Rehabilitative palliative care takes its lead from the social model,  focusing on what people with life-limiting conditions need, and indeed want, to do, seeking to tackle the barriers they face and supporting them to achieve their goals.

Dr Eva shared some powerful, contrasting stories of how occupational therapists saw two very different  patients “Gill” and “Eddie”, highlighting how someone’s story is not just an account of events, it is also about how other people receive or view  it.

 For example, Gill was highly organised and a good problem-solver which influenced care staff to view her as very capable, while with Eddie there was a tension between his view of himself and theirs. Staff rejected Eddie’s account of himself and his capability so that when he went home from hospital he rejected further support.

Dr Eva emphasises the importance of “listening generously” for care professionals. She urged them to ask themselves key questions to inform their approach to patients such as: “what is important to the patient? What is possible? What are my assumptions about what is possible?. What is the person saying about their sense of themselves?”.
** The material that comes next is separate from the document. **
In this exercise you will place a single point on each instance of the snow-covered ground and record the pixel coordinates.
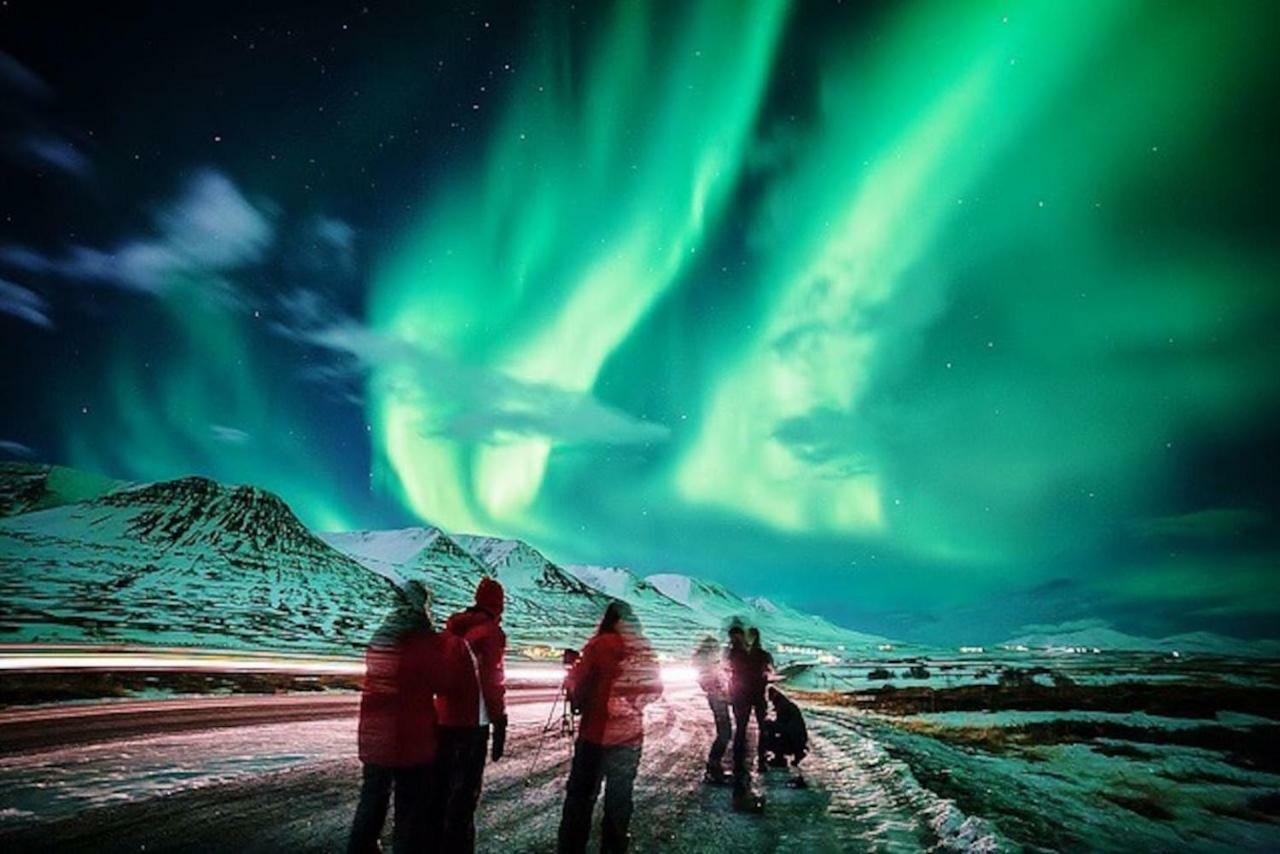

She said it was vital to focus on what mattered to the patient and what it represented to them to enable people’s participation in achieving their goals.

Dr Eva noted that hospices were excellent at ensuring dignity in care, providing personalised care with continuity and generally focusing on living well. However, she observed that sometimes they were too focused on patients as “recipients of care” and needed to do more to help develop people's strengths and what they could do, so they  could live “fulfilled lives”.

“The question we need to ask isn’t what’s the matter with you?- but rather what matters to you?”, she said, noting that care in general needed to match patients’ goals and aspirations.

“The most valuable outcome for rehabilitative palliative care might be possibilities or feasibilities, rather than specific achievements.”.

In the afternoon delegates at the conference were treated to a preview of the uplifting and very moving Christmas single by the London Hospices Choir single with their cover of “The Living Years,” lead by Paul Carrack from Mike + The Mechanics, who was also lead vocalist on the original 1991 hit.

During the closing session of the conference, Mark Fisher, CBE, Director of the Office for Civil Society and Innovation at the Cabinet Office, spoke about hospice volunteering supported by the End of Life Social Action Fund.

The fund - which has since ended - supported volunteer-based social action projects to improve the experience for people at end of life and their families.

Several hospices were involved including St Joseph’s in east London, Peace Hospice in Watford and St Michaels’s in Harrogate whose volunteers offered varied support including befriending, respite for carers and practical support.  

An evaluation of the end of life social action fund was published earlier this month.

Mr Fisher praised the work of hospice volunteers, saying they helped improve quality of life for dying people and described  the type of volunteering supported by the fund as “transformational for the system as a whole, as well as for the person doing the caring.”    

Copies of the conference presentations are available on the Hospice UK website.